Patient blood management improves patient outcomes by having a direct impact on perioperative fluid management and avoidance of transfusions of donated blood components, thus avoiding transfusion-associated complications. This requires a multidisciplinary team approach. The three pillars of patient blood management are:

  • Optimizing hematopoiesis, including early detection and treatment of underlying preoperative anemia before elective surgery associated with high risk of transfusion. Management of preoperative anemia may require treatment of iron stores or iron deficiency as well as treatment of other hematinic deficiencies and refer to further evaluation if necessary. Erythropoiesis-stimulating agents (ESA) could be considered if nutritional anemia is ruled out.

  • Minimizing blood loss (by favoring minimally invasive approach) and intensifying the use of blood conserving measures to allow a rational and adequate use of allogenic blood products.

  • Optimizing the physiological tolerance of anemia based on the patient’s physiological reserve and risk factors. This requires comparing estimated blood loss with patient-specific tolerable blood loss and formulating a patient-specific management plan using appropriate blood conservation modalities.

Perioperative blood transfusion has been shown to be associated with an increased cancer specific and overall mortality [86]. Reducing the risk of blood transfusion, therefore, remains one of the major ERAS objectives.

Conclusion

Our article summarizes six major elements of anaesthesia management in patients involved in ERAS pathway and the putative direct application in routine practice for urologic procedures.
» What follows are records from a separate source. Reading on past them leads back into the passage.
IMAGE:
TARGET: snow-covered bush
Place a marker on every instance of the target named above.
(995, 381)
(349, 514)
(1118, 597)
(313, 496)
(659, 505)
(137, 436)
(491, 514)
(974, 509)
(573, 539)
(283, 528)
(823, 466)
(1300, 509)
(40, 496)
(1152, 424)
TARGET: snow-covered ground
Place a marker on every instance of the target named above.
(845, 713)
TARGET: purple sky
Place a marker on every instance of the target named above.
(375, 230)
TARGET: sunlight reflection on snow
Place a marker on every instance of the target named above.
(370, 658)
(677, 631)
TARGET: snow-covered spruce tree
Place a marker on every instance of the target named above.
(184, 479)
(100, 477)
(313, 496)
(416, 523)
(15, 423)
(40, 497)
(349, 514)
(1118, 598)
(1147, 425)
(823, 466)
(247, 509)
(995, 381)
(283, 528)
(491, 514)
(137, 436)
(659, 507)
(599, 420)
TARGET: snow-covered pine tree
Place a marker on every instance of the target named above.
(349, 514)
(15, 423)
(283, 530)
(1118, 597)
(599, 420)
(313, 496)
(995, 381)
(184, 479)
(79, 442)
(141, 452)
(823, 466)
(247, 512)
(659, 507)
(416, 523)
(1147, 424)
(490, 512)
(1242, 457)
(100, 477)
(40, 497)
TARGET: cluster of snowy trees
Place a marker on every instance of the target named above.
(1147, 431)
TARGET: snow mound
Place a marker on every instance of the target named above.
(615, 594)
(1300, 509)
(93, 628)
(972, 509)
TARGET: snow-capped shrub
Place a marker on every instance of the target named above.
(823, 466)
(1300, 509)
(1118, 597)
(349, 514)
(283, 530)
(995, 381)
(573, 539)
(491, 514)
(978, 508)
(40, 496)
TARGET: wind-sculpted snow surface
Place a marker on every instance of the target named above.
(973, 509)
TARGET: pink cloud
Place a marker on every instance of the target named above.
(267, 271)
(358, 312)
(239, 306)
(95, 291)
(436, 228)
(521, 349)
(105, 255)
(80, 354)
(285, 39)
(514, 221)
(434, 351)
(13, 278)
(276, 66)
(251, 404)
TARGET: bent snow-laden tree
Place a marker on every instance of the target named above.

By design, ERAS protocols comprise many elements, and these many factors make it difficult to carry out randomized trials controlling for each specific modifiable intervention. Hence, it is difficult to determine the relative importance of any one component of the multimodal drugs and elements of ERAS. Anyway, the success of an ERAS program is strongly associated with the number of implemented measures, as demonstrated recently for radical cystectomy [87, 88]. The adhesion of all the medical and paramedical teams involved is crucial to reduce variability of care.